I logged on to talk about #lockdown but bam: talking about memory again.
Last night I finished Joshua Foer’s book Moonwalking with Einstein which a) I enjoyed and b) actually finished.
Joshua talks about his foray into the world of memory championships or.. to be more exact.. spending a year training for the American one. He talks to lots of people about memory. About having one; not having one; having a really really good one; how to get much, much better with the one you have.
One of his first lessons was the use of a “memory palace”. If you’ve ever watched Benedict Cumberbatch’s Sherlock, you’re bound to know he uses one to great effect. As I was reading Ed explaining and training Joshua with a “to do list” to remember as he built his memory palace, I followed along and dang if it didn’t work! I hope that sounds positive because.. for me.. it did work.
Ed urged Josh to remember each object in an exceptional way like the jar of pickled garlic as a massive jar in the car port, something so amusing and detailed and strange that you just can’t forget it; maybe like Einstein moonwalking. After committing the same list to my memory palace, each item with a distinctive, creative, detailed image associated with it I put my book away and fell asleep. Upon waking I found the list was still available to me in the order and where I had place it.
That was half-a-book and two weeks ago, and here I am able to recall the list still. For a woman who had to get the NZ mobile phone provider to give me the same number I had while I lived in Australia because it had taken me THREE YEARS to learn, I am flummoxed at how I can still remember the fourteen weird items on Ed’s to do list.

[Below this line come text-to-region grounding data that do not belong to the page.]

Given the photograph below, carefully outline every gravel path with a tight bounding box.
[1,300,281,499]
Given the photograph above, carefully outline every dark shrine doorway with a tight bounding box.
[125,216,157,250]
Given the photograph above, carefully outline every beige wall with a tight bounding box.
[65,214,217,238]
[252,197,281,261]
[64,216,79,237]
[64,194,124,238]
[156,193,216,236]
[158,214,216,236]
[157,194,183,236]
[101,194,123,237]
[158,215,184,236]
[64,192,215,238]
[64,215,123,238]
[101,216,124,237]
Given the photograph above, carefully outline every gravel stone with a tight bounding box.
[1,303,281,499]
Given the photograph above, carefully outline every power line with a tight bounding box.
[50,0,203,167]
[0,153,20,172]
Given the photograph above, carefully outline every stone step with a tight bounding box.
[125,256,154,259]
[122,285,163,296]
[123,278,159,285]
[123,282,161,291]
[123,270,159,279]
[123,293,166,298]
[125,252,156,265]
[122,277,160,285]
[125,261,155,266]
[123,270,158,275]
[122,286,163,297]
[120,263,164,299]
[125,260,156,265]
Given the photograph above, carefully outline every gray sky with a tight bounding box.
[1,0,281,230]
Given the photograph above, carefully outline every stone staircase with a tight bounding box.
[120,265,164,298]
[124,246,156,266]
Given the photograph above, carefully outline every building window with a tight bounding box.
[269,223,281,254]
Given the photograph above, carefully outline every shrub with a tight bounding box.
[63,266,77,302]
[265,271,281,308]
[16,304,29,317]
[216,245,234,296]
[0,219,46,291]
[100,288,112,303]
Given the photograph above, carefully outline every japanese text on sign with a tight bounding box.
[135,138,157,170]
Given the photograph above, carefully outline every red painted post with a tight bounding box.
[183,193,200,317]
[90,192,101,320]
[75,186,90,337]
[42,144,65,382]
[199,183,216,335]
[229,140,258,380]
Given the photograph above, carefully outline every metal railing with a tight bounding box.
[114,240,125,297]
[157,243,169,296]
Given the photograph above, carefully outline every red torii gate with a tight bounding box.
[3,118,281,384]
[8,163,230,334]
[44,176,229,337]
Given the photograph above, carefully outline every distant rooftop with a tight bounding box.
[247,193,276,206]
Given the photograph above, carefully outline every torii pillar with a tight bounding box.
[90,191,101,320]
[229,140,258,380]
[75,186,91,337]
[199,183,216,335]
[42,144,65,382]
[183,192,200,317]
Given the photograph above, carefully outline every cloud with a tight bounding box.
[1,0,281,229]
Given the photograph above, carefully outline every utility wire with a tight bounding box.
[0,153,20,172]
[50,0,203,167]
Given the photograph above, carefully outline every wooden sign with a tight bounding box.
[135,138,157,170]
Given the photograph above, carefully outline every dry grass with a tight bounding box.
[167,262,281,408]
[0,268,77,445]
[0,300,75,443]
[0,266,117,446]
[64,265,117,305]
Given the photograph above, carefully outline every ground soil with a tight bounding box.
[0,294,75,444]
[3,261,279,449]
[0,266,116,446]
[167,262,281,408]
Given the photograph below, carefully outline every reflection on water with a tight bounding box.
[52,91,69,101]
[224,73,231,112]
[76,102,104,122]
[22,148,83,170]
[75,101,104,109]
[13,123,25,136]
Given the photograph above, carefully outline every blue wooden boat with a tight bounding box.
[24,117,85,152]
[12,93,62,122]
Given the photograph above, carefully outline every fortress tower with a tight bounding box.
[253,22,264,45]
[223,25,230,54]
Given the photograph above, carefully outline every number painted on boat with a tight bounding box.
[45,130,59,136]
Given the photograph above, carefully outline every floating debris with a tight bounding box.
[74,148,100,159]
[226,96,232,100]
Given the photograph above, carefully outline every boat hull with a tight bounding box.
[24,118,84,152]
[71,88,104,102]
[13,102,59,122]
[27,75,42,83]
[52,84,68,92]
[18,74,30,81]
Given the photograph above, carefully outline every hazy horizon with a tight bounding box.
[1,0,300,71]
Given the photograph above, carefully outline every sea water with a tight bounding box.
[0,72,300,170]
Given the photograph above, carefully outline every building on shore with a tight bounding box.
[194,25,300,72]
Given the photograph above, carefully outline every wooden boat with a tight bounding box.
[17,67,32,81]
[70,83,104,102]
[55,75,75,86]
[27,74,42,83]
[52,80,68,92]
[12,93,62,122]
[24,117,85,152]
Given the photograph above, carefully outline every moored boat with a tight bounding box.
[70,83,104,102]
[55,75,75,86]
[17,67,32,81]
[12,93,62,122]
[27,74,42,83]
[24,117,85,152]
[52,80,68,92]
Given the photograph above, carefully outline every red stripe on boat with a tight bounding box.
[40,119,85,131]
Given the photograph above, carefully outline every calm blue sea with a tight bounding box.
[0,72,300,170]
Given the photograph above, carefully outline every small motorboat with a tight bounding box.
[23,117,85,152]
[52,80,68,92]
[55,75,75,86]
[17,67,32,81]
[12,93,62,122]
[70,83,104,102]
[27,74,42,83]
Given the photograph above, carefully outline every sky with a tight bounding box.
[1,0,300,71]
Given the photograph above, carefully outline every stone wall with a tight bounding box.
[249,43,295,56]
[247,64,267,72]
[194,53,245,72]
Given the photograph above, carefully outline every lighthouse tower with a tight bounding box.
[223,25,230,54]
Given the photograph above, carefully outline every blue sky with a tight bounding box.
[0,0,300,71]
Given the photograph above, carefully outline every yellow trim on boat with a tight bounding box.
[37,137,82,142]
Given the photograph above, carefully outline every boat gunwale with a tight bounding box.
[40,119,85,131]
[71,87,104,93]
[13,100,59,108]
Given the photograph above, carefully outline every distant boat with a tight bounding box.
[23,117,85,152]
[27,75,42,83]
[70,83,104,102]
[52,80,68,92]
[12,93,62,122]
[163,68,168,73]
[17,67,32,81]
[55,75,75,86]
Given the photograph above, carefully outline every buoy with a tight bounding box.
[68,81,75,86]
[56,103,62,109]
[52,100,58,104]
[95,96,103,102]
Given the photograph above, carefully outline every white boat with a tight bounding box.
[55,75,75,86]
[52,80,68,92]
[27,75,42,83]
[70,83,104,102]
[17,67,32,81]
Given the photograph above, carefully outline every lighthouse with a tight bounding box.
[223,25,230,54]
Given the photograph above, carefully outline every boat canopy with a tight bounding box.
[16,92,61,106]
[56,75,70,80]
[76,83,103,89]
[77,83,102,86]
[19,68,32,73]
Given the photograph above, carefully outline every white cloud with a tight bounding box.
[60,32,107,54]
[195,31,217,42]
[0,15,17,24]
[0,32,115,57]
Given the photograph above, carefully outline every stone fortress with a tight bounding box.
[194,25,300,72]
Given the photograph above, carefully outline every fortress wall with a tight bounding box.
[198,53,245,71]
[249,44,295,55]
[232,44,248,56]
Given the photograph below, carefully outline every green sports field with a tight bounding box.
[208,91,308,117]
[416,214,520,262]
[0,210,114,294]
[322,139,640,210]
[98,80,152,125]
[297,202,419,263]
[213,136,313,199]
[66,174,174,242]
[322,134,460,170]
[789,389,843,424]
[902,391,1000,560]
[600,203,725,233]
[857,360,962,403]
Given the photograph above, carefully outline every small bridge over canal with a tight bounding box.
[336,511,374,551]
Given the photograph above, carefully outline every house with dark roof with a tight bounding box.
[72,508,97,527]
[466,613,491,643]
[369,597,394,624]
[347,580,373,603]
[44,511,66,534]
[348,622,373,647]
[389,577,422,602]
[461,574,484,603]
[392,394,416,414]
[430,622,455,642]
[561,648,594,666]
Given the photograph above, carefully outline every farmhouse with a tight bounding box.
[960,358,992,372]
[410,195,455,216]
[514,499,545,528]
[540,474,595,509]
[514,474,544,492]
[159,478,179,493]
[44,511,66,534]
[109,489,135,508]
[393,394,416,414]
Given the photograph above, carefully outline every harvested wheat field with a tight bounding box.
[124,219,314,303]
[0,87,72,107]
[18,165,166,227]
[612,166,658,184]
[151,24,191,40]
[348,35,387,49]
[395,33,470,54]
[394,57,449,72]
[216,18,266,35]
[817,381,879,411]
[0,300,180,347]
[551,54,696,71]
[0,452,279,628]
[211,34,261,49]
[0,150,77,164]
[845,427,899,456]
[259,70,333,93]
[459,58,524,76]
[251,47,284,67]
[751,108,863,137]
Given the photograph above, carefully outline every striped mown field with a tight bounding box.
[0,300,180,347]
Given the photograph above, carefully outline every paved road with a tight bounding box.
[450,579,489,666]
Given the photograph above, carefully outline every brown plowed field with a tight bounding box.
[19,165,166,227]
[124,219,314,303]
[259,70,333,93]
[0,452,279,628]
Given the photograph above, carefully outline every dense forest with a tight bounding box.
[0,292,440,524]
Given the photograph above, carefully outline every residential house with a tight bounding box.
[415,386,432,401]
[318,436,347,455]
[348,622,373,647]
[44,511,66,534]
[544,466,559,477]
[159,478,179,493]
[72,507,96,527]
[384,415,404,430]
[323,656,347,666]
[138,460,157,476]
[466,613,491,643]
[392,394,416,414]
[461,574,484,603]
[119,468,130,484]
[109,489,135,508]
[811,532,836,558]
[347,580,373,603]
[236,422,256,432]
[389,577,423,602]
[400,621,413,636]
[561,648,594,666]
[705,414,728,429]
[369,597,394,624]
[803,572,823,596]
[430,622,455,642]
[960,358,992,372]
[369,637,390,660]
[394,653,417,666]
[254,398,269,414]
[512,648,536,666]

The thing is; I can’t seem to forget it.
I don’t know how to clear out my memory palace. The giant jar of pickled garlic is still in the ‘car port with the peat-smoked salmon swimming around in a cottage-cheese garden. I don’t feel like anything else can fit because these gigantic ridiculous items are tripping me up when I walk about my memory palace!
Mention is made in the book that the memory competitors “clean out” their memory palaces, opening up all the ‘windows’ and letting the sunlight shine in, getting ready for a competition. But they didn’t explain how to do that.
A quick Google suggests that clearing out a memory palace is as personal as populating it. Seems that visualising the palace as very empty and lonely helps, as does going to each place in the palace a memory has been placed and destroying it - dynamite seems to most popular weapon of choice.
That’s gonna make a mess of the cottage cheese and salmon!